Robb, it turned out, was a Special Branch agent who would eventually be convicted of bringing guns into the North from Scotland at a time when he was involved, as a member of the PUP, in political talks with the British government.
Nelson also took on the case of Robert Hamill. Hamill, a Catholic from the Obins Street area of Portadown was beaten to a pulp by a loyalist mob in the town in April 1997 and who died 10 days later.
An RUC patrol witnessed the attack yet refused to intervene and it was this inaction, which became the focus of Nelson’s case on behalf of the Hamill family. Indeed three weeks before she was killed, the RUC refused Nelson permission to view CCTV tapes of the area where Robert Hamill was assaulted.
Portadown was in turmoil in the middle years of the 1990s. The Orange Order demanded the right to parade along the nationalist Garvaghy Road. Garvaghy residents, in turn, demanded their right to live free from sectarian harassment and it was Rosemary Nelson who championed their cause.
It was her willingness to stand on the principle that everyone had the right to be treated equally under the law and her bravery in standing by that principle that brought Rosemary Nelson into direct confrontation with the so-called defenders of law and order.
The RUC hated Rosemary Nelson’s unswerving commitment to using the law for the benefit of her clients.
In July 1997 as a huge force of British soldiers and RUC laid siege to the Garvaghy Road and forced an Orange march along the road Rosemary Nelson became the focus of RUC bigotry.

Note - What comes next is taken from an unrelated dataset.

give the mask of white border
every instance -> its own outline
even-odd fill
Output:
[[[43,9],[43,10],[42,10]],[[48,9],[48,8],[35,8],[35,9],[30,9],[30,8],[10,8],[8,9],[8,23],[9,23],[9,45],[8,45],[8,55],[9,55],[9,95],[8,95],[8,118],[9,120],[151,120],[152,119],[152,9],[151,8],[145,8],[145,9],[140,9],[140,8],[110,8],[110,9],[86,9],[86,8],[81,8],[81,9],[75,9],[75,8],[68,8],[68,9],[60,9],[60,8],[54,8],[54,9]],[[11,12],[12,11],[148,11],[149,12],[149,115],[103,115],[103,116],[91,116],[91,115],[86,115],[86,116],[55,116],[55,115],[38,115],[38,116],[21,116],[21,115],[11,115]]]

She was physically attacked and had to endure a torrent of sectarian and sexual abuse as she, unflinchingly, confronted the riot squads.
Rosemary Nelson’s stance on behalf of her clients led her into conflict with the RUC. Given that force’s history it is no surprise that suspicion exists that they, through their agents, had a part in Rosemary’s death. That is the view of Sinn Féin’s Daithi McKay. Reacting to the O’Loan report last week he said:
“There is a widely held belief that British state agents were directly involved in Rosemary Nelson’s murder. The Police Ombudsman’s report clearly highlights why there should be a full independent inquiry into Rosemary Nelson’s murder”.